I had to switch to Mexican beef in 2014 or 2015. Two years ago the store that sold that went under, bought by Aldis, so after that, beef was mostly off the menu. Dogs eat more beef than some Americans can because international corporations that seem to monopolize the processing biz now figured out they can make bigger profits on pet food than by selling soup bones to the frugal or poor. Remember when oxtail and beef shanks and marrow bone was a cheap go-to to feed a family? Not any more- it is gourmet now , even sweet potatoes and squash are high.
This crap was going on well before Trump tariffs and real immigration enforcement. The problem is government. It is not the solution.
Import tariffs help farmers and manufacturers. That is basic economics.
Who are the 5 largest commercial farm seed and agri chemical companies?

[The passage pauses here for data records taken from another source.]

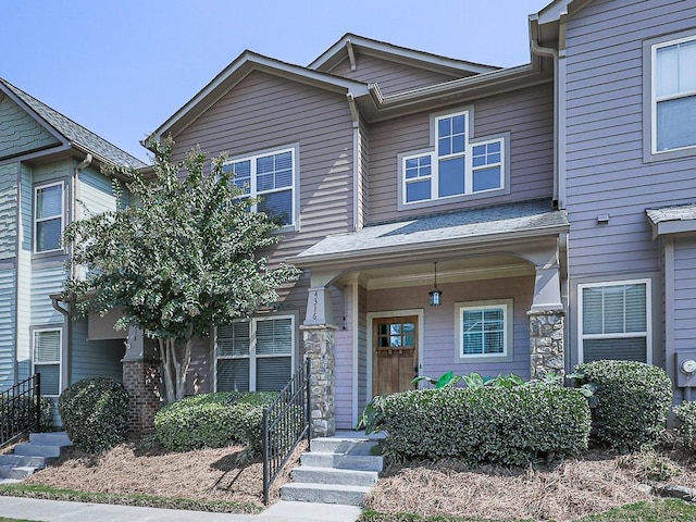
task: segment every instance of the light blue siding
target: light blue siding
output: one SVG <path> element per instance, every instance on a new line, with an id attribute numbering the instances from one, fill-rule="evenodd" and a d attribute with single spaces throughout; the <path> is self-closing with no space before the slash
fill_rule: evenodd
<path id="1" fill-rule="evenodd" d="M 0 122 L 0 158 L 59 145 L 55 137 L 1 92 Z"/>
<path id="2" fill-rule="evenodd" d="M 86 377 L 113 377 L 121 381 L 121 359 L 125 355 L 122 339 L 87 340 L 87 321 L 71 324 L 72 351 L 70 357 L 70 382 Z"/>
<path id="3" fill-rule="evenodd" d="M 15 271 L 0 271 L 0 389 L 14 382 Z"/>
<path id="4" fill-rule="evenodd" d="M 2 125 L 0 125 L 0 128 L 2 128 Z M 16 253 L 16 163 L 0 165 L 0 259 L 14 258 Z"/>

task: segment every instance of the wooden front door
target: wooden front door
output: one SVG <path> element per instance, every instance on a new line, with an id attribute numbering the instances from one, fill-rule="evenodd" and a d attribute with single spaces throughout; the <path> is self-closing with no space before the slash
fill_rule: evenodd
<path id="1" fill-rule="evenodd" d="M 372 320 L 372 395 L 413 389 L 418 375 L 418 316 Z"/>

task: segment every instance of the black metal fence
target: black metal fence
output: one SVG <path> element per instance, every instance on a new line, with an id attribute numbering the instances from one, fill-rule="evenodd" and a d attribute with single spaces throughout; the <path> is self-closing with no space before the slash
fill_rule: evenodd
<path id="1" fill-rule="evenodd" d="M 273 482 L 307 437 L 310 444 L 310 362 L 301 364 L 277 399 L 263 410 L 263 504 L 269 504 Z"/>
<path id="2" fill-rule="evenodd" d="M 0 447 L 41 428 L 41 375 L 32 375 L 0 393 Z"/>

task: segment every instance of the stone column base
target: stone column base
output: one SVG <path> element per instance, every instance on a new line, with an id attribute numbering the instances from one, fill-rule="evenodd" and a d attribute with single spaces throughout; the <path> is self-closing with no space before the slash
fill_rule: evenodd
<path id="1" fill-rule="evenodd" d="M 153 360 L 127 360 L 123 364 L 123 386 L 128 391 L 128 433 L 154 432 L 154 415 L 160 411 L 160 363 Z"/>
<path id="2" fill-rule="evenodd" d="M 543 378 L 548 373 L 566 372 L 563 310 L 531 310 L 530 355 L 531 378 Z"/>

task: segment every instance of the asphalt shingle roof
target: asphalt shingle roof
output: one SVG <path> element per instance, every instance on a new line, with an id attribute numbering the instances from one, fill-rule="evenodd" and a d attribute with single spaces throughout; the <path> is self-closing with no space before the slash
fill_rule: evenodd
<path id="1" fill-rule="evenodd" d="M 663 207 L 661 209 L 647 209 L 646 212 L 655 225 L 666 221 L 696 220 L 696 203 Z"/>
<path id="2" fill-rule="evenodd" d="M 486 240 L 496 235 L 542 233 L 568 227 L 568 213 L 551 210 L 548 200 L 507 203 L 439 215 L 425 215 L 397 223 L 366 226 L 348 234 L 326 236 L 299 253 L 296 259 L 311 260 L 324 256 L 360 254 L 361 251 L 461 239 Z"/>
<path id="3" fill-rule="evenodd" d="M 5 79 L 0 78 L 0 83 L 14 96 L 30 107 L 32 110 L 46 121 L 46 123 L 62 134 L 69 141 L 82 146 L 89 152 L 99 156 L 115 165 L 127 165 L 134 169 L 147 166 L 146 163 L 141 162 L 137 158 L 121 150 L 119 147 L 107 141 L 91 130 L 73 122 L 70 117 L 61 114 L 54 109 L 51 109 L 46 103 L 42 103 L 32 95 L 28 95 Z"/>

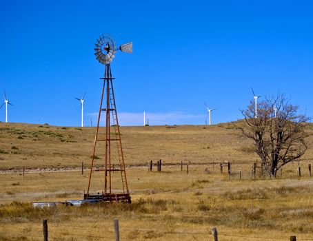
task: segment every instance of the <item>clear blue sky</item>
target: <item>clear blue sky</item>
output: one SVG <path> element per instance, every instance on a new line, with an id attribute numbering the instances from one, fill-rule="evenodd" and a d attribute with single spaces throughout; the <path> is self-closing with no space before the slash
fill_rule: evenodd
<path id="1" fill-rule="evenodd" d="M 256 94 L 285 94 L 313 116 L 312 1 L 1 1 L 0 98 L 12 122 L 79 126 L 99 109 L 99 35 L 133 42 L 112 63 L 123 125 L 241 118 Z M 0 109 L 0 121 L 5 109 Z"/>

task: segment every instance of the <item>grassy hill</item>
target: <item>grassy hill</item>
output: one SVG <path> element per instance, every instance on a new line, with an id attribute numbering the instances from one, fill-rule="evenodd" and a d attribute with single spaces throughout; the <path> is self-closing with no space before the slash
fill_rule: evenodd
<path id="1" fill-rule="evenodd" d="M 258 158 L 247 153 L 250 143 L 233 124 L 121 127 L 125 163 L 132 165 L 127 168 L 131 205 L 33 209 L 34 201 L 82 198 L 89 171 L 78 168 L 83 160 L 89 163 L 95 128 L 0 123 L 0 240 L 41 240 L 43 219 L 48 220 L 52 240 L 114 240 L 115 218 L 123 240 L 212 240 L 212 227 L 217 227 L 221 240 L 288 240 L 292 235 L 311 240 L 312 125 L 307 127 L 309 149 L 300 163 L 301 178 L 296 163 L 272 180 L 252 176 Z M 101 143 L 99 165 L 104 163 L 103 149 Z M 147 163 L 160 158 L 165 165 L 162 171 L 148 171 Z M 183 171 L 167 165 L 181 160 Z M 212 165 L 223 161 L 232 163 L 230 176 Z M 22 167 L 39 171 L 23 176 Z M 65 171 L 41 171 L 51 167 Z M 94 172 L 92 192 L 103 190 L 103 174 Z M 112 182 L 120 178 L 114 176 Z"/>
<path id="2" fill-rule="evenodd" d="M 311 128 L 309 149 L 313 156 Z M 62 127 L 48 125 L 0 123 L 0 168 L 79 167 L 90 163 L 95 127 Z M 126 165 L 145 165 L 150 160 L 163 163 L 251 162 L 250 140 L 240 137 L 234 123 L 215 125 L 121 127 Z M 104 128 L 100 135 L 104 136 Z M 103 163 L 104 145 L 99 143 L 97 163 Z"/>

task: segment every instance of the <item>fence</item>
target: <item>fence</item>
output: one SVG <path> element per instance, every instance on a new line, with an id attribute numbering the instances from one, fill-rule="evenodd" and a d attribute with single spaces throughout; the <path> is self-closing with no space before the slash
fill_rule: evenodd
<path id="1" fill-rule="evenodd" d="M 290 167 L 291 165 L 294 165 L 295 163 L 288 163 L 287 165 L 287 167 Z M 144 166 L 145 165 L 143 165 Z M 219 166 L 219 168 L 216 169 L 215 167 L 214 169 L 214 165 Z M 262 164 L 258 165 L 258 162 L 255 162 L 252 164 L 251 166 L 250 164 L 245 163 L 235 163 L 232 164 L 230 162 L 223 162 L 223 163 L 214 163 L 213 162 L 212 163 L 191 163 L 189 162 L 188 163 L 184 163 L 183 161 L 181 161 L 180 163 L 167 163 L 165 164 L 164 163 L 162 163 L 161 159 L 158 160 L 156 163 L 153 163 L 153 160 L 150 160 L 150 162 L 148 163 L 148 171 L 153 171 L 153 167 L 156 166 L 156 171 L 161 171 L 162 170 L 162 167 L 163 168 L 166 168 L 166 167 L 180 167 L 180 169 L 181 171 L 185 171 L 188 174 L 189 174 L 190 171 L 190 167 L 192 166 L 195 167 L 195 166 L 203 166 L 206 167 L 205 170 L 208 171 L 210 170 L 211 172 L 214 170 L 217 170 L 219 169 L 219 172 L 221 174 L 227 174 L 228 175 L 228 179 L 256 179 L 258 177 L 259 178 L 265 178 L 266 176 L 266 174 L 264 172 L 264 169 L 263 167 Z M 247 167 L 248 166 L 249 167 Z M 233 168 L 234 167 L 234 168 Z M 245 167 L 245 169 L 244 169 L 243 167 Z M 138 167 L 138 166 L 137 166 Z M 224 171 L 225 169 L 226 169 L 226 171 Z M 235 169 L 235 168 L 236 168 Z M 285 169 L 284 168 L 281 167 L 279 171 L 276 173 L 276 178 L 282 178 L 283 177 L 292 177 L 290 175 L 287 176 L 286 174 L 284 174 L 283 175 L 283 169 Z M 301 171 L 302 170 L 302 171 Z M 287 169 L 287 172 L 290 173 L 290 169 Z M 305 166 L 300 165 L 300 163 L 298 163 L 298 165 L 296 165 L 296 167 L 294 169 L 294 171 L 296 173 L 296 176 L 298 178 L 301 178 L 301 177 L 311 177 L 312 176 L 312 172 L 311 172 L 311 164 L 308 163 L 307 164 L 307 171 L 306 170 L 306 168 Z M 301 173 L 302 171 L 302 173 Z"/>
<path id="2" fill-rule="evenodd" d="M 270 238 L 270 237 L 258 237 L 258 236 L 253 236 L 253 235 L 234 235 L 234 234 L 228 234 L 223 233 L 218 233 L 217 229 L 216 227 L 212 228 L 210 231 L 166 231 L 165 233 L 162 233 L 160 231 L 159 229 L 156 230 L 151 230 L 151 229 L 125 229 L 119 228 L 119 220 L 117 218 L 114 219 L 114 230 L 109 229 L 104 229 L 103 227 L 87 227 L 87 226 L 82 226 L 82 225 L 71 225 L 69 224 L 66 225 L 66 227 L 70 227 L 72 230 L 77 231 L 74 233 L 74 232 L 69 232 L 68 231 L 64 231 L 62 230 L 61 225 L 58 224 L 54 223 L 48 223 L 47 220 L 43 220 L 43 228 L 42 230 L 37 229 L 36 230 L 36 233 L 29 234 L 27 233 L 26 235 L 11 235 L 10 238 L 23 238 L 23 240 L 28 240 L 25 239 L 25 236 L 26 235 L 28 238 L 32 238 L 32 240 L 42 240 L 43 239 L 44 241 L 48 240 L 81 240 L 83 238 L 86 240 L 92 240 L 95 239 L 97 240 L 115 240 L 115 241 L 122 241 L 122 240 L 153 240 L 156 237 L 161 237 L 164 235 L 164 233 L 167 235 L 174 235 L 179 236 L 179 239 L 183 240 L 183 235 L 187 236 L 192 236 L 193 240 L 212 240 L 212 241 L 219 241 L 219 240 L 227 240 L 230 238 L 232 240 L 234 238 L 239 238 L 239 240 L 281 240 L 281 241 L 313 241 L 313 239 L 298 239 L 296 235 L 292 235 L 290 237 L 286 238 Z M 8 227 L 6 227 L 8 228 Z M 27 233 L 29 231 L 28 229 L 20 229 L 12 227 L 14 229 L 17 229 L 22 231 L 23 233 Z M 82 229 L 88 229 L 90 231 L 90 234 L 84 235 L 81 233 Z M 102 231 L 102 234 L 97 235 L 94 234 L 95 231 Z M 4 230 L 3 230 L 4 231 Z M 139 238 L 135 237 L 127 238 L 123 237 L 121 238 L 120 236 L 120 231 L 121 233 L 125 231 L 136 231 L 137 232 L 143 233 L 145 233 L 145 235 L 143 236 L 143 238 Z M 16 233 L 17 232 L 15 232 Z M 153 233 L 154 235 L 156 237 L 152 237 L 151 235 L 149 236 L 149 233 Z M 60 237 L 61 236 L 61 237 Z M 199 238 L 199 239 L 198 239 Z M 166 239 L 165 239 L 166 240 Z"/>

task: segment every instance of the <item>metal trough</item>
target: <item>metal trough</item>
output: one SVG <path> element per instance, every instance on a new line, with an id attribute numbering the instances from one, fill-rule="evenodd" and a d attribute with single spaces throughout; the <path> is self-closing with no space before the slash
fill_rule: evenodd
<path id="1" fill-rule="evenodd" d="M 65 205 L 69 206 L 81 206 L 85 204 L 97 203 L 99 202 L 98 200 L 85 199 L 85 200 L 68 200 L 65 201 Z"/>

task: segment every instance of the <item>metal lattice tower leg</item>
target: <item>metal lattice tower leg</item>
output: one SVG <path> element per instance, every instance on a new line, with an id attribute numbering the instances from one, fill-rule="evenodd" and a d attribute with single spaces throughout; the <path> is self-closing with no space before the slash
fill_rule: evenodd
<path id="1" fill-rule="evenodd" d="M 108 202 L 117 201 L 130 202 L 130 196 L 127 183 L 121 133 L 113 90 L 112 80 L 114 78 L 112 78 L 111 66 L 110 64 L 105 65 L 104 78 L 101 78 L 101 79 L 103 79 L 103 86 L 92 151 L 88 188 L 87 189 L 87 194 L 84 196 L 84 198 L 102 199 L 102 200 Z M 103 108 L 103 95 L 105 92 L 106 94 L 106 107 Z M 105 112 L 105 138 L 101 138 L 99 137 L 99 136 L 101 136 L 99 134 L 99 124 L 101 115 L 104 112 Z M 99 141 L 105 142 L 104 187 L 102 194 L 92 195 L 90 194 L 90 188 L 92 174 L 94 171 L 94 167 L 97 144 Z M 115 151 L 115 155 L 112 153 L 114 151 Z M 117 190 L 114 190 L 112 188 L 112 185 L 115 184 L 112 183 L 112 175 L 115 172 L 120 172 L 121 179 L 121 187 L 120 189 Z M 114 193 L 113 193 L 113 191 L 115 191 Z"/>

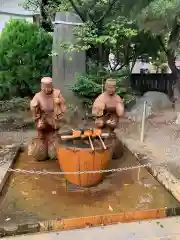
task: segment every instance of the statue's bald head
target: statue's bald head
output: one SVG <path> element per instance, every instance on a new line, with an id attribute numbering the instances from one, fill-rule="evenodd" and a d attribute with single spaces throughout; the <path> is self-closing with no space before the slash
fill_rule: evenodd
<path id="1" fill-rule="evenodd" d="M 51 77 L 43 77 L 41 79 L 41 91 L 43 91 L 47 95 L 52 93 L 53 84 L 52 84 L 52 78 Z"/>
<path id="2" fill-rule="evenodd" d="M 109 95 L 116 93 L 116 79 L 108 78 L 105 82 L 105 90 Z"/>
<path id="3" fill-rule="evenodd" d="M 43 77 L 41 79 L 41 83 L 44 83 L 44 84 L 52 84 L 52 78 L 51 77 Z"/>

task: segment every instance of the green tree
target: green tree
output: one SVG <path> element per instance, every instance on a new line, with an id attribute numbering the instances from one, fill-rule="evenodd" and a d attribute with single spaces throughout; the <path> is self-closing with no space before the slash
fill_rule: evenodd
<path id="1" fill-rule="evenodd" d="M 137 23 L 144 31 L 157 36 L 180 91 L 180 71 L 175 65 L 180 47 L 180 1 L 150 0 L 145 6 L 141 0 L 137 1 L 137 5 L 138 2 L 139 8 L 134 8 L 135 15 L 135 10 L 139 12 Z"/>
<path id="2" fill-rule="evenodd" d="M 52 74 L 52 36 L 35 24 L 11 20 L 0 35 L 0 98 L 37 91 L 42 76 Z"/>

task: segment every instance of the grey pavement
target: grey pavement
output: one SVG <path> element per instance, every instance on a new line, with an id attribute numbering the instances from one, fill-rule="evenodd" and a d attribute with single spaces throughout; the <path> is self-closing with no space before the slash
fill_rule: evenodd
<path id="1" fill-rule="evenodd" d="M 56 233 L 42 233 L 4 240 L 177 240 L 180 239 L 180 217 L 161 220 L 121 223 L 106 227 L 94 227 Z"/>

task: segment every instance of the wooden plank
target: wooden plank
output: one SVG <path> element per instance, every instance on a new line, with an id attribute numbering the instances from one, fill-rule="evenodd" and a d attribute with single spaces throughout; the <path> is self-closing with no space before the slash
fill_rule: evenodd
<path id="1" fill-rule="evenodd" d="M 6 181 L 10 175 L 10 172 L 8 171 L 8 169 L 13 166 L 19 154 L 20 145 L 12 146 L 12 147 L 5 146 L 5 149 L 8 150 L 8 152 L 3 156 L 3 159 L 2 159 L 2 161 L 5 163 L 2 163 L 1 165 L 1 161 L 0 161 L 0 193 L 2 192 L 6 184 Z"/>

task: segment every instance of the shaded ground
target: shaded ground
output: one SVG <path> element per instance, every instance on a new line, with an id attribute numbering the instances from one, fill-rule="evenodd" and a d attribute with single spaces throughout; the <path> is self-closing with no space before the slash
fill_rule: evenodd
<path id="1" fill-rule="evenodd" d="M 144 143 L 140 143 L 141 126 L 131 121 L 123 121 L 117 130 L 118 136 L 129 139 L 136 149 L 143 149 L 155 157 L 154 164 L 163 165 L 180 179 L 180 126 L 174 123 L 176 113 L 170 110 L 159 112 L 146 121 Z"/>
<path id="2" fill-rule="evenodd" d="M 126 150 L 124 156 L 111 161 L 109 167 L 137 164 Z M 57 162 L 37 163 L 24 153 L 15 167 L 59 171 Z M 138 169 L 108 175 L 101 184 L 86 192 L 67 192 L 61 176 L 12 174 L 7 193 L 1 198 L 0 224 L 176 206 L 179 203 L 146 169 L 141 169 L 139 175 Z"/>

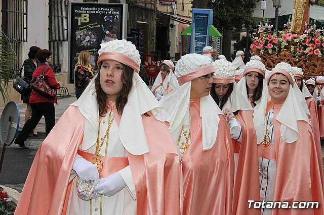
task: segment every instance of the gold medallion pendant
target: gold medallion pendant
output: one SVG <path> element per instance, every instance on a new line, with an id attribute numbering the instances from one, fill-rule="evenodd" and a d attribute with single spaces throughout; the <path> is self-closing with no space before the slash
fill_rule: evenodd
<path id="1" fill-rule="evenodd" d="M 102 168 L 103 167 L 102 160 L 100 157 L 101 155 L 101 154 L 99 154 L 99 155 L 95 156 L 92 158 L 91 162 L 92 163 L 95 165 L 96 167 L 97 167 L 97 169 L 98 169 L 98 172 L 99 172 L 99 173 L 100 173 L 100 172 L 102 170 Z"/>
<path id="2" fill-rule="evenodd" d="M 270 137 L 267 133 L 264 135 L 264 138 L 263 141 L 261 142 L 262 145 L 264 147 L 267 147 L 270 145 Z"/>

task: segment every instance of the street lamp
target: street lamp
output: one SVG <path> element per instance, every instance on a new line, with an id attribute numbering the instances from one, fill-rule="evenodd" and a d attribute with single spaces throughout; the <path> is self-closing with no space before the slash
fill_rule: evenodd
<path id="1" fill-rule="evenodd" d="M 272 6 L 275 8 L 275 18 L 274 27 L 275 29 L 276 34 L 278 34 L 278 14 L 279 13 L 279 8 L 281 7 L 281 0 L 272 0 Z"/>

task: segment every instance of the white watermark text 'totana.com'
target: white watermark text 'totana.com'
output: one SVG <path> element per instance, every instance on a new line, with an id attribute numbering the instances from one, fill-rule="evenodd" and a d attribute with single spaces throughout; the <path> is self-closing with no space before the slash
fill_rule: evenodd
<path id="1" fill-rule="evenodd" d="M 318 201 L 294 201 L 291 205 L 288 201 L 255 201 L 248 200 L 249 208 L 318 208 Z"/>

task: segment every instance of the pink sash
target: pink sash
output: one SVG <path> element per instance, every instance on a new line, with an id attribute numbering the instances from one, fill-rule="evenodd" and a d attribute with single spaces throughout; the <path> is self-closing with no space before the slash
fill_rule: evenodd
<path id="1" fill-rule="evenodd" d="M 77 150 L 77 153 L 87 160 L 90 162 L 92 158 L 96 156 L 95 154 L 88 153 L 80 150 Z M 123 169 L 129 165 L 127 157 L 114 157 L 107 156 L 101 156 L 102 160 L 102 171 L 99 173 L 99 178 L 105 178 L 113 173 Z"/>

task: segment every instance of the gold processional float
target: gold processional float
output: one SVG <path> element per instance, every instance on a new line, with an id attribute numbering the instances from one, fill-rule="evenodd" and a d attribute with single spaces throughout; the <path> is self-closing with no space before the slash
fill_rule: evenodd
<path id="1" fill-rule="evenodd" d="M 315 23 L 310 25 L 309 7 L 315 0 L 294 0 L 290 19 L 278 35 L 272 25 L 261 24 L 250 48 L 271 71 L 280 62 L 302 68 L 305 77 L 323 75 L 324 33 Z"/>

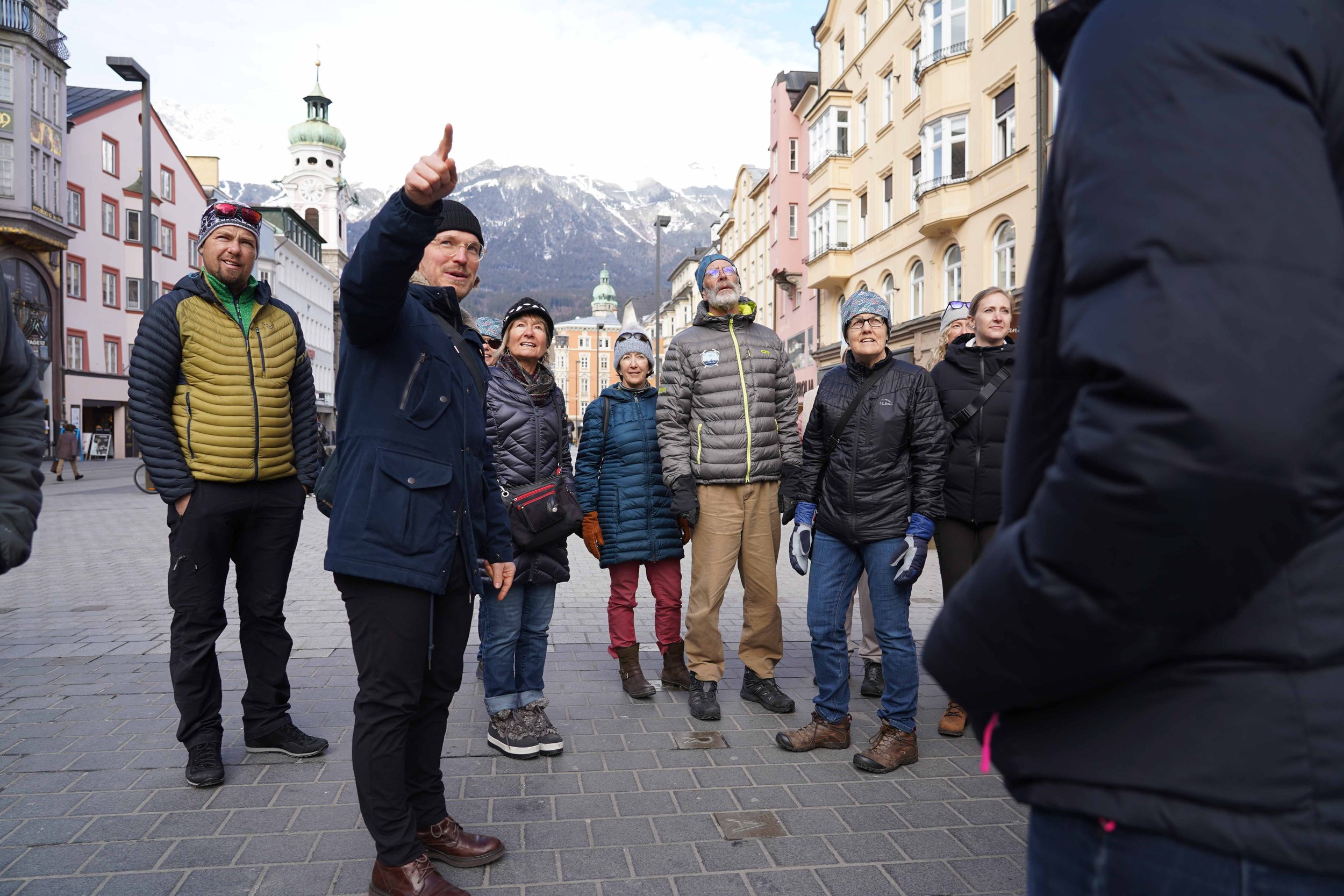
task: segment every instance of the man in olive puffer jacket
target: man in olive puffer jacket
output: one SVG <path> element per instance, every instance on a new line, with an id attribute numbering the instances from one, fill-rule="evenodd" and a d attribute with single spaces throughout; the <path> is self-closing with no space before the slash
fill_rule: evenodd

Which companies are the largest controlling meat processing companies in country. There are sbout 4.
There is where your subsidies go you boys whine about.
Again, it will be amusing to watch when people get hungry.
Your as dumb as the rest on here.
Yes right after president meglomaniac realized he screwed up.
He decided to reverse course. A little late.
Trump is as dumb as Biden was. Biden had no mind, Trump lost his.
500,000 ChiComm “students” invading us isn’t what I voted for.
From The Hill. I’ll wait for a more credible source.
He really is a dip shit, isn’t he. And has been for idk how long.